### Note
* Instructions have been included for each segment. You do not have to follow them exactly, but they are included to help you think through the steps.

In [None]:
# Dependencies and Setup
import pandas as pd
import numpy as np

# File to Load (Remember to Change These)
school_data_to_load = "Resources/schools_complete.csv"
student_data_to_load = "Resources/students_complete.csv"

# Read School and Student Data File and store into Pandas DataFrames
school_data = pd.read_csv(school_data_to_load)
student_data = pd.read_csv(student_data_to_load)

# Rename "size" to clarify that it refers to number of students, not area or other measure of size
school_data = school_data.rename(columns={"size":"enrollment"})
school_data["per_student_budget"] = school_data["budget"] / school_data["enrollment"]

# Initial evaluation of student performance: add count of 1 to indicate that student is passing
student_data.loc[student_data["math_score"] >= 70, "count_passing_math"] = 1
student_data.loc[student_data["math_score"] < 70, "count_passing_math"] = 0
student_data.loc[student_data["reading_score"] >= 70, "count_passing_reading"] = 1
student_data.loc[student_data["reading_score"] < 70, "count_passing_reading"] = 0
student_data.loc[student_data["count_passing_math"] + student_data["count_passing_reading"] == 2, "count_passing_overall"] = 1
student_data.loc[student_data["count_passing_math"] + student_data["count_passing_reading"] < 2, "count_passing_overall"] = 0

# Combine the data into a single dataset.  
school_data_complete = pd.merge(student_data, school_data, how="left", on=["school_name", "school_name"])
school_data_complete.head()

In [None]:
# Evaluate data sets
school_data.columns
# Index(['School ID', 'school_name', 'type', 'size', 'budget'], dtype='object')
# school_data["school_name"].count()
# 15 records
# size = count of students attending school_name


In [None]:
# student_data["Student ID"].nunique()
# Index(['Student ID', 'student_name', 'gender', 'grade', 'school_name','reading_score', 'math_score'],
#      dtype='object')
# student_data.count()
# 39170 records, 39170 unique student IDs

## District Summary

* Calculate the total number of schools

* Calculate the total number of students

* Calculate the total budget

* Calculate the average math score 

* Calculate the average reading score

* Calculate the percentage of students with a passing math score (70 or greater)

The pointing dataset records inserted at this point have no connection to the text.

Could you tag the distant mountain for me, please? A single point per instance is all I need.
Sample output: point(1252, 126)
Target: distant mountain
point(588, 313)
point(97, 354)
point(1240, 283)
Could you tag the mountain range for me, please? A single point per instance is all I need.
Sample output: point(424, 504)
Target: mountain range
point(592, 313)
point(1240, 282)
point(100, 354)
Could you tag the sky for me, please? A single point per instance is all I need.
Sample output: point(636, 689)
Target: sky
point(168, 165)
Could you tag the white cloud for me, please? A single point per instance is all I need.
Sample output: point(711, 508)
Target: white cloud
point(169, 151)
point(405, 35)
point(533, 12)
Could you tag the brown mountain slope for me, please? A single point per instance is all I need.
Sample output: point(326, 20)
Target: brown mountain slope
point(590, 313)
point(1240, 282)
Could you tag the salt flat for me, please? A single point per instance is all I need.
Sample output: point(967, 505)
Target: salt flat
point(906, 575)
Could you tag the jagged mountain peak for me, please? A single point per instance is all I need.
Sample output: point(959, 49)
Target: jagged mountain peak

* Calculate the percentage of students with a passing reading score (70 or greater)

* Calculate the percentage of students who passed math **and** reading (% Overall Passing)

* Create a dataframe to hold the above results

* Optional: give the displayed data cleaner formatting

## Assumptions

* All schools in the input file are part of the same district:

    * because District identifier is not part of the input file

    * in spite of type values in file = "District", "Charter"

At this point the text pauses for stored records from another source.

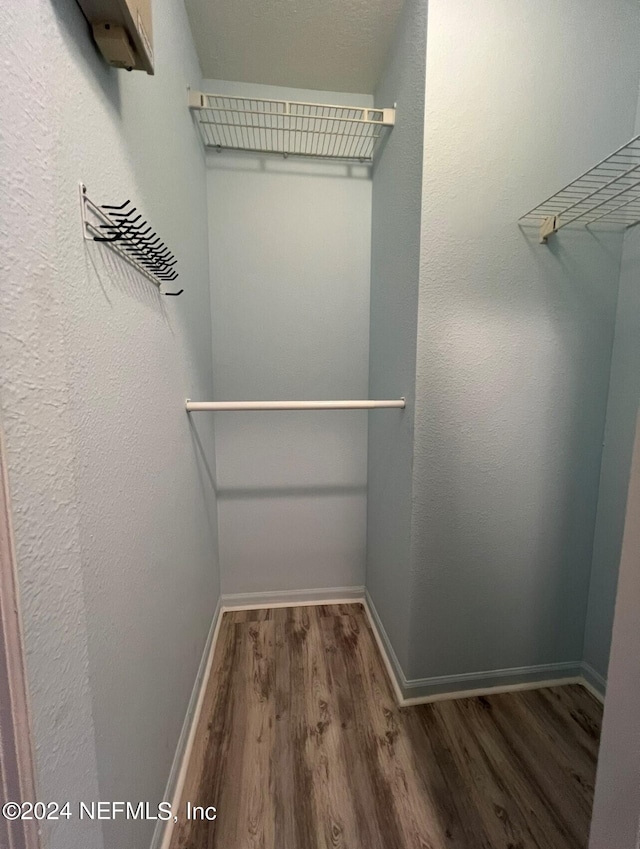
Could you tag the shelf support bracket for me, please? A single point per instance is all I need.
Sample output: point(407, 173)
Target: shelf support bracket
point(549, 226)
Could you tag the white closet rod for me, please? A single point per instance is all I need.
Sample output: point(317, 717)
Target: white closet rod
point(221, 406)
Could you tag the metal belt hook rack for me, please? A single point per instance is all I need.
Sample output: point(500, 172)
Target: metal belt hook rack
point(122, 228)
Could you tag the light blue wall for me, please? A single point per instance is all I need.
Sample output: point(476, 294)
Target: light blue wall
point(514, 338)
point(622, 408)
point(290, 245)
point(395, 265)
point(112, 486)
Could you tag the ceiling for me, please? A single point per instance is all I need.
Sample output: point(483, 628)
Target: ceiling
point(327, 45)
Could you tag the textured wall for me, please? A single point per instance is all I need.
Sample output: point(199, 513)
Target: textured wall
point(616, 808)
point(622, 407)
point(395, 263)
point(112, 488)
point(290, 251)
point(336, 44)
point(514, 338)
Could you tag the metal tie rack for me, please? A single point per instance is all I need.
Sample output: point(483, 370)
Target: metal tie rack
point(122, 229)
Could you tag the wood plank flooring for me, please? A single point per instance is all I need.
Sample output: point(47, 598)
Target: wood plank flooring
point(300, 745)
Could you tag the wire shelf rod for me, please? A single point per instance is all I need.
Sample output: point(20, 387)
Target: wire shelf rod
point(229, 406)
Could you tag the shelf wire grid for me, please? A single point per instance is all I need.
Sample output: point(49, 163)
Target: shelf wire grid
point(607, 194)
point(291, 128)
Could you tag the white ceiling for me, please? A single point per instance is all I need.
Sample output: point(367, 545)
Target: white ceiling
point(327, 45)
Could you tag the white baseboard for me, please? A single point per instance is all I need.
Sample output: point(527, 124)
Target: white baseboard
point(407, 691)
point(175, 784)
point(418, 691)
point(593, 681)
point(292, 598)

* All students in the input file are part of the same district:

    * all schools in the student file are found in the school file

    * and all schools in the school file are assumed part of same district (see above)


In [None]:
# Calculate the total number of schools
##total_schools = school_data_complete["school_name"].nunique()
##total_schools = len(school_data)
##total_schools = school_data["school_name"].count()
total_schools = school_data["school_name"].nunique()

# Calculate the total number of students
total_students = school_data["enrollment"].sum()

# Calculate the total budget
total_budget = school_data["budget"].sum()

# Calculate average math score
avg_math_score = student_data["math_score"].mean()

# Calculate average reading score
avg_reading_score = student_data["reading_score"].mean()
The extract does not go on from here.